Benkinersophobia: But you want him.
Her silence bugged the fuck out of me.
Benkinersophobia: There’s an obvious answer.
Durga: Yeah? What’s that?
Benkinersophobia: Hate-fuck him. Get the douche out of your system. Move on to a guy who deserves you.
Durga: Who deserves me?
Benkinersophobia: Not him.
When I glanced back at Chantilly, she was still talking. I tapped my Graff Diamonds watch and said, “Get to the point faster. You get one more sentence.”
She shifted from foot to foot, choosing that sentence wisely. “We don’t have it in the design budget to hire another designer.”
I needed Mary-Kate back. Mary-Kate didn’t talk. Where the fuck was Mary-Kate?
“Go above budget.” I pointed to the door. “Close it on your way out.”
“No,” Delilah cut in. “We need to stay on budget with this one. The Singapore contract may need more… leveraging.”
Bribes.
She meant bribes.
I fucking hated everyone.
I sighed, leaning against my chair to look at Delilah. “Hire another intern.”

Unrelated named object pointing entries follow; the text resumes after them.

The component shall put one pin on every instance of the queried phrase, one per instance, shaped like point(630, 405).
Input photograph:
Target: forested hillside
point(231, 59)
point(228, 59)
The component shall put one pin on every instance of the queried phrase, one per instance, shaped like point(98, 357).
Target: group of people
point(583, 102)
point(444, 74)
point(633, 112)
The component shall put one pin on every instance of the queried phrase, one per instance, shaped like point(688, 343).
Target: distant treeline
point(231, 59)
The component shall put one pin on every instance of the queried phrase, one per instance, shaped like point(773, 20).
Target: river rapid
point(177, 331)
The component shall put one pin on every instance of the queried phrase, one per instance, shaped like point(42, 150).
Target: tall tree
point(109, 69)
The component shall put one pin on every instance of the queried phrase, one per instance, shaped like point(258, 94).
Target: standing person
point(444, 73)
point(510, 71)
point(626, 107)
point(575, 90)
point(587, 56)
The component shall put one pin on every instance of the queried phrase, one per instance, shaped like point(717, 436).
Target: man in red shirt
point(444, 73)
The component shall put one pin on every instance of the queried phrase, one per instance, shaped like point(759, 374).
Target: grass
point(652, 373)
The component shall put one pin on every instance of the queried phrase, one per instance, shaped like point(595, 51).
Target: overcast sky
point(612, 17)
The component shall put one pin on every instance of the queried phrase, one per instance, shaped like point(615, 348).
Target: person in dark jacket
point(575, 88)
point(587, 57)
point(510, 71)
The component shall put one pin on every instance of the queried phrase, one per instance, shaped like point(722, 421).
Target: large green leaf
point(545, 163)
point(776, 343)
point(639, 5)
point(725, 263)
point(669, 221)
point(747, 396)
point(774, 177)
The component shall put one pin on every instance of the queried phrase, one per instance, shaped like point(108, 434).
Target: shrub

Delilah didn’t bother returning my attention as she stated, “No.”
“Are you saying you won’t do it or I don’t have enough money to hire another intern?” I added a tab to my browser and double-checked my bank account.
Yep.
Still filthy rich.
“You pay your interns like they’ve been loyal employees for a decade. It’s basically like hiring an experienced employee,” her brow arched, “only you’re not getting an experienced employee.”
“You’re exaggerating,” I said, pulling up Emery’s employee file to verify.
Yearly salary—forty thousand, one-hundred, and forty-five dollars. Not exactly a windfall, but about two-and-a-half grand a month after taxes and withholding. Still, more than what Dad and Ma made working for the Winthrops.
Also, she had a trust fund that could make her overly-Botoxed mother weep, and Virginia had more plastic in her face than a delivery truck of Lean Cuisine trays. Just by working for Prescott Hotels, Emery had stolen a job that could have helped someone else.